WILMINGTON, Del. (Legal Newsline) – Claiming the federal issues presented by suing Big Oil for climate change aren’t significant enough, Delaware Attorney General Kathleen Jennings is arguing her case should be heard in a state court.

The jurisdiction argument that worked its way through California federal courts will be decided by the U.S. Supreme Court as companies like Chevron, BP and Exxon feel they can mount a stronger defense in federal court.

Several government entities like San Francisco, New York City and Rhode Island have hired private lawyers working on contingency fees to claim the oil industry has created the public nuisance of global warming.

“The State’s claims do not challenge a federal statute or agency program, and they do not turn on a ‘dispositive,’ ‘pure’ issue of federal law that ‘would be controlling’ in other cases,” Jennings' lawyers said in a motion to remand on Jan. 5.

“Instead, they raise only state-law issues that are highly ‘fact-bound and situation-specific,’ and any connection to future questions of federal law is ‘hypothetical.’”

Jennings hired the firm Sher Edling, a San Francisco law firm that has recruited other clients like California cities and Rhode Island.
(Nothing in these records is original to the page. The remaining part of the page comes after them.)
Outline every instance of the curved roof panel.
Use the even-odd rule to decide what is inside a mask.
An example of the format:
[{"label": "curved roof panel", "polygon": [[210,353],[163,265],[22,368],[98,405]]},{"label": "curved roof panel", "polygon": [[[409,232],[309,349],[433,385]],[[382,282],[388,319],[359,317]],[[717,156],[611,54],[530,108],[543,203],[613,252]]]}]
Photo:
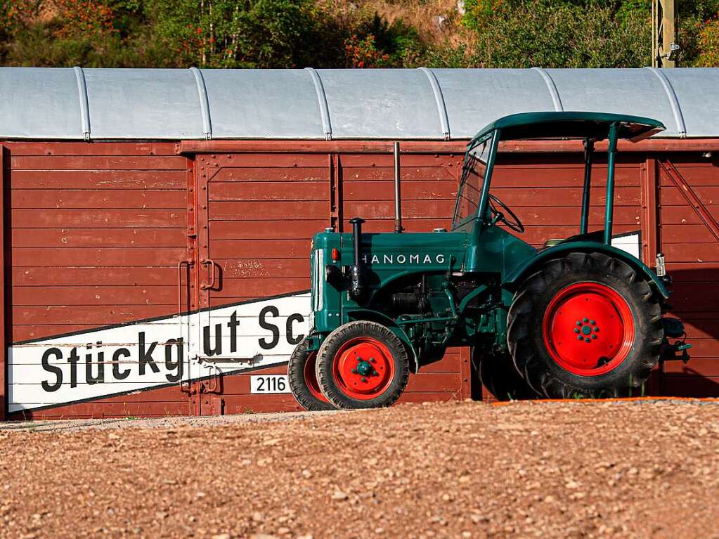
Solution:
[{"label": "curved roof panel", "polygon": [[719,68],[665,69],[661,73],[677,95],[687,136],[719,136]]},{"label": "curved roof panel", "polygon": [[456,139],[544,111],[719,137],[719,69],[0,68],[0,139]]},{"label": "curved roof panel", "polygon": [[0,69],[0,137],[82,139],[78,81],[72,69]]},{"label": "curved roof panel", "polygon": [[319,70],[333,139],[441,137],[427,75],[416,69]]},{"label": "curved roof panel", "polygon": [[[498,118],[555,110],[541,75],[531,69],[436,69],[453,138],[470,138]],[[523,103],[521,109],[518,103]]]},{"label": "curved roof panel", "polygon": [[201,72],[213,138],[324,138],[311,73],[296,69]]}]

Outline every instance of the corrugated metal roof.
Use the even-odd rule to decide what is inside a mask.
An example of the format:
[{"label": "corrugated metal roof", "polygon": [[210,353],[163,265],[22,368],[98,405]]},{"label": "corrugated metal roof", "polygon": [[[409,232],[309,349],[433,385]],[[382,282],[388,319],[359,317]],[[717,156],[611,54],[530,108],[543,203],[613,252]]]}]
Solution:
[{"label": "corrugated metal roof", "polygon": [[0,68],[0,138],[467,139],[508,114],[656,118],[719,137],[719,68]]}]

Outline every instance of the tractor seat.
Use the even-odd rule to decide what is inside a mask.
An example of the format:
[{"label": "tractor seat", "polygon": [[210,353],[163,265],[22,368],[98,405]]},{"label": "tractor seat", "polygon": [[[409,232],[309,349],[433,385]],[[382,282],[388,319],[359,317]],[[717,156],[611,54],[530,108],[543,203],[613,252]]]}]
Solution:
[{"label": "tractor seat", "polygon": [[542,249],[554,247],[555,245],[564,243],[565,241],[599,241],[604,239],[604,230],[595,230],[593,232],[587,232],[585,234],[577,234],[570,236],[568,238],[552,238],[544,242]]},{"label": "tractor seat", "polygon": [[559,245],[562,241],[564,241],[564,238],[552,238],[551,239],[548,239],[544,242],[542,246],[543,249],[546,249],[547,247],[554,247],[555,245]]}]

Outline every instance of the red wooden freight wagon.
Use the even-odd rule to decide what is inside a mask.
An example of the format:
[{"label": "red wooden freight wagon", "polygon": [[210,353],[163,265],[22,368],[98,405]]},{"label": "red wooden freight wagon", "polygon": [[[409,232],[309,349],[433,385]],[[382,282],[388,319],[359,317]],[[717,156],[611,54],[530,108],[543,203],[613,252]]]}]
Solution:
[{"label": "red wooden freight wagon", "polygon": [[[719,396],[717,88],[719,69],[0,69],[0,412],[296,410],[284,374],[308,329],[312,235],[355,216],[393,229],[394,141],[406,229],[447,227],[467,140],[546,110],[667,126],[620,148],[615,243],[652,267],[665,254],[694,345],[651,392]],[[503,148],[494,185],[531,242],[576,232],[582,157]],[[403,400],[481,395],[457,349]]]}]

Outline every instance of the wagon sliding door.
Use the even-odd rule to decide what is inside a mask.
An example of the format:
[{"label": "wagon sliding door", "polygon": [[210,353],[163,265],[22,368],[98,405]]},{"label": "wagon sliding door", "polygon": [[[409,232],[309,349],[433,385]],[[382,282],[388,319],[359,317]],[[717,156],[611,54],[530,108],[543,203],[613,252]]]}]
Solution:
[{"label": "wagon sliding door", "polygon": [[200,358],[201,413],[297,409],[286,362],[308,331],[310,243],[329,224],[328,162],[326,154],[197,156],[201,310],[191,354]]},{"label": "wagon sliding door", "polygon": [[719,395],[719,162],[674,154],[657,160],[659,245],[674,279],[672,314],[684,321],[692,360],[664,364],[663,395]]}]

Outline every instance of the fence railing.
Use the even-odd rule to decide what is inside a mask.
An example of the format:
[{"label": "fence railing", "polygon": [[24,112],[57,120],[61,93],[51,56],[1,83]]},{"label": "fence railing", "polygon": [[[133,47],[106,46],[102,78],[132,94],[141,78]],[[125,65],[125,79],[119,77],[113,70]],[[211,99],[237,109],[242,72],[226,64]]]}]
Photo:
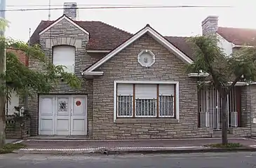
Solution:
[{"label": "fence railing", "polygon": [[[204,112],[201,111],[200,113],[200,126],[201,127],[210,127],[213,130],[221,130],[221,113],[220,111],[210,111]],[[238,112],[229,111],[228,113],[227,120],[229,127],[238,127]]]}]

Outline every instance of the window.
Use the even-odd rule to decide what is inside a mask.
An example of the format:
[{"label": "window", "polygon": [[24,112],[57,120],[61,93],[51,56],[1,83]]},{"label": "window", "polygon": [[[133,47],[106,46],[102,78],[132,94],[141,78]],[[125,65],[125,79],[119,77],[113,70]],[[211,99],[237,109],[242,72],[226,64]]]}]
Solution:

The U.S. Supreme Court, in taking on Baltimore’s case, isn’t being asked to decide the core issue in climate litigation, which is whether these cases belong in court at all. The defendant companies, mostly oil producers but also their industry association, say the lawsuits are an attempt to end-run elected legislators who are responsible for energy policy.

Federal courts in New York and California agreed, dismissing lawsuits by New York City and San Francisco. But the San Francisco case was revived when the U.S. Court of Appeals for the Ninth Circuit found it should have been heard in state court.

Since then, climate activists and private lawyers have scored successes in Maryland and Colorado, winning orders sending their cases back to local courts which may view lawsuits seeking billions of dollars from out-of-state corporations more favorably.

The lawsuits generally accuse oil companies of failing to tell consumers about the effects of CO2 emissions on global climate, which plaintiff lawyers say represents fraud. The lawsuits don’t seek damages for actual emissions of greenhouse gases, since that would implicate their own government clients, who use hydrocarbon fuels to heat their buildings and operate their vehicles.